In the dataset, there are 1,059 observations with eight variables each. There is no missing data.

milk_raw <- read_csv("data/milknew.csv")
## Rows: 1059 Columns: 8
## ── Column specification ───────────────────────────────────────────────────────────────────────────────────────────────────────────────────────────────────────────────────────────────────
## Delimiter: ","
## chr (1): Grade
## dbl (7): pH, Temprature, Taste, Odor, Fat, Turbidity, Colour
## 
## ℹ Use `spec()` to retrieve the full column specification for this data.
## ℹ Specify the column types or set `show_col_types = FALSE` to quiet this message.
knitr::kable(head(milk_raw))
pH Temprature Taste Odor Fat Turbidity Colour Grade
6.6 35 1 0 1 0 254 high
6.6 36 0 1 0 1 253 high
8.5 70 1 1 1 1 246 low
9.5 34 1 1 0 1 255 low
6.6 37 0 0 0 0 255 medium
6.6 37 1 1 1 1 255 high

Preprocessing

I only performed one preprocessing step to create a binary classification from three original classes. Because there are three classes in the data, and I could only use two for a binary classifier, I combined the initial “high” and “medium” qualities into a new category I called “good” and the original “low” quality into a new category called “bad.” I then used these new categories to train the binary classifier. My positive event is finding milk of “good” quality, so I make “good” the first factor level for the outcome variable.
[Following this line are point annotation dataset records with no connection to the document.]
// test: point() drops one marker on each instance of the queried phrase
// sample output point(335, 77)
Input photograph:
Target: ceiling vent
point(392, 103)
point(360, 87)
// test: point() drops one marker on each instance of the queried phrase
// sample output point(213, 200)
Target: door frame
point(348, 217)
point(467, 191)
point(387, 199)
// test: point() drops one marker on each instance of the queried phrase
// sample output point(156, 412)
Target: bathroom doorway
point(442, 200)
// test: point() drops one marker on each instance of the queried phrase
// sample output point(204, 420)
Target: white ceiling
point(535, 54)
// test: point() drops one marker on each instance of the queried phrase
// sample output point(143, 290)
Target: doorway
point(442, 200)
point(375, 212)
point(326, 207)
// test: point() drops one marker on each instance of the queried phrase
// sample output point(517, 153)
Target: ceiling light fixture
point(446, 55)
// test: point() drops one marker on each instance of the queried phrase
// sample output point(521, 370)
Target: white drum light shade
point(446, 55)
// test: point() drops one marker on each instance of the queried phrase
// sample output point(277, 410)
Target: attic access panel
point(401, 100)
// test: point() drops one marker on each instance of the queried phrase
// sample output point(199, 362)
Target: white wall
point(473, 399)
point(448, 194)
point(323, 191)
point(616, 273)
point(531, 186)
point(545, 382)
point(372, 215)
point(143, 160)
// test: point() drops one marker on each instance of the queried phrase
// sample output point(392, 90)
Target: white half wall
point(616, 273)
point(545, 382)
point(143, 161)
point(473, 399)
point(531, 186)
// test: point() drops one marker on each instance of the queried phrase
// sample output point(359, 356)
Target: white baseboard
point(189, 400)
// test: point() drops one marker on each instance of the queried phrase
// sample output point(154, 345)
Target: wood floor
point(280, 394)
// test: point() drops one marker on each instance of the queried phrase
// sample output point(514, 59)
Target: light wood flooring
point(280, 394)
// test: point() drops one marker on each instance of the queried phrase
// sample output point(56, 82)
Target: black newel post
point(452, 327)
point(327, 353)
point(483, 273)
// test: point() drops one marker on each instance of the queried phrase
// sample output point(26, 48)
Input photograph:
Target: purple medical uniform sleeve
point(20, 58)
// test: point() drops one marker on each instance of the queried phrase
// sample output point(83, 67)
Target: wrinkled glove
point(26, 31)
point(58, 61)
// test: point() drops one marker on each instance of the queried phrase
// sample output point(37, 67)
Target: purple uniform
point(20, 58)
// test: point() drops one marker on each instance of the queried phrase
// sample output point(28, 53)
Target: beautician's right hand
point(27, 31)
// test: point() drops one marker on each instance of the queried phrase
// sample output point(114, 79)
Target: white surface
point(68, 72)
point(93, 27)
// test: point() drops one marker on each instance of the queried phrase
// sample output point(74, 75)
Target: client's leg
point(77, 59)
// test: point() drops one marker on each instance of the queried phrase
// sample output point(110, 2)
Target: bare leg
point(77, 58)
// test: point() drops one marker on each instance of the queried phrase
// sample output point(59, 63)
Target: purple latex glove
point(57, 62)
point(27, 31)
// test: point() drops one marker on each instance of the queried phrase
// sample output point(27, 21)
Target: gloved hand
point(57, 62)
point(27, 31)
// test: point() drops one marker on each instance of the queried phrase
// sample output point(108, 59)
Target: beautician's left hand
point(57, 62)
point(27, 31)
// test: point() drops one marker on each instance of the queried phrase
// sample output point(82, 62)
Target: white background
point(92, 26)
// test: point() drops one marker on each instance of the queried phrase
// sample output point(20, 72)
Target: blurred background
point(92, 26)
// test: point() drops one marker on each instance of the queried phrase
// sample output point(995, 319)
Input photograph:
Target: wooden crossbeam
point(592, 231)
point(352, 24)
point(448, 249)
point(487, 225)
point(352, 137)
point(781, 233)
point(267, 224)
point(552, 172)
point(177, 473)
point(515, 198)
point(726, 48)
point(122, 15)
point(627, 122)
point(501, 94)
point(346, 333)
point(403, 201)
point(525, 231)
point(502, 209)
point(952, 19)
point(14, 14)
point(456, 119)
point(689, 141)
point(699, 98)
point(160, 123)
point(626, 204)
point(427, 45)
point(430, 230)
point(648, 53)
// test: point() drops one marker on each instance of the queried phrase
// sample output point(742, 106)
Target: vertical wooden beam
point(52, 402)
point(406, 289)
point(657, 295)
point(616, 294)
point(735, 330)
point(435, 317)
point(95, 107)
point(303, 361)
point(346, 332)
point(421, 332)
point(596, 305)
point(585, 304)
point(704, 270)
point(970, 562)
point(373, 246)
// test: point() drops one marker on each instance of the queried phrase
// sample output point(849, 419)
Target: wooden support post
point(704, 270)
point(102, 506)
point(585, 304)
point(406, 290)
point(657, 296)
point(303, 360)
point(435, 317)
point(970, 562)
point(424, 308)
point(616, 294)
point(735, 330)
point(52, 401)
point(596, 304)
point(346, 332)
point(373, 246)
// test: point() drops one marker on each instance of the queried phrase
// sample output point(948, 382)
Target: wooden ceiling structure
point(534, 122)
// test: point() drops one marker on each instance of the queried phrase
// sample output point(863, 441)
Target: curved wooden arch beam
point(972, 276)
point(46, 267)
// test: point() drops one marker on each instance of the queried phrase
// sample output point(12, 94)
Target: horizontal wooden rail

milk_clean <- milk_raw %>%
  transmute(
    pH,
    Temperature = Temprature,
    Odor,
    Fat,
    Turbidity,
    Taste,
    Color = Colour,
    Quality = factor(
      case_when(
        Grade == "high" ~ "good",
        Grade == "medium" ~ "good",
        Grade == "low" ~ "bad"
      ),
      levels = c("good", "bad")
    )
  )

knitr::kable(head(milk_clean))
pH Temperature Odor Fat Turbidity Taste Color Quality
6.6 35 0 1 0 1 254 good
6.6 36 1 0 1 0 253 good
8.5 70 1 1 1 1 246 bad
9.5 34 1 0 1 1 255 bad
6.6 37 0 0 0 0 255 good
6.6 37 1 1 1 1 255 good

Model setup and training

I used 793 rows for training and 266 rows for testing. First, I set up a logistic regression binary classifier using R’s glm function. Then, I predicted the class (stored as the variable Quality) using every other variable.

milk_split <- initial_split(milk_clean, prop = 0.75, strata = Quality)

logistic_model <- logistic_reg() %>%
  set_engine("glm") %>%
  set_mode("classification")

logistic_last_fit <- logistic_model %>%
  last_fit(Quality ~ ., split = milk_split)

Results

ROC AUC and accuracy metrics

logistic_last_fit %>%
  collect_metrics() %>%
  knitr::kable()
.metric .estimator .estimate .config
accuracy binary 0.8308271 Preprocessor1_Model1
roc_auc binary 0.9195382 Preprocessor1_Model1

ROC curve and mosaic plot

logistic_last_fit_results <- logistic_last_fit %>%
  collect_predictions()

logistic_last_fit_results %>%
  roc_curve(truth = Quality, .pred_good) %>%
  autoplot()

logistic_last_fit_results %>%
  conf_mat(truth = Quality, estimate = .pred_class) %>%
  autoplot(type = "mosaic")

The ROC plot shows the ROC AUC of 0.92 visually. In the mosaic plot, we see the sensitivity of 90% is better than the specificity of 77%.

All metrics

logistic_last_fit_results %>%
  conf_mat(truth = Quality, estimate = .pred_class) %>%
  summary() %>%
  knitr::kable()
.metric .estimator .estimate
accuracy binary 0.8308271
kap binary 0.6528221
sens binary 0.8354430
spec binary 0.8240741
ppv binary 0.8741722
npv binary 0.7739130
mcc binary 0.6537762
j_index binary 0.6595171
bal_accuracy binary 0.8297586
detection_prevalence binary 0.5676692
precision binary 0.8741722
recall binary 0.8354430
f_meas binary 0.8543689

Conclusion and next steps

I was happy with how simple it was to set up the logistic model using tidymodels and achieve decent results with such a basic model. However, there is room for improvement in terms of specificity. The next step would be to try more complex binary classification models to determine if they can achieve better metrics.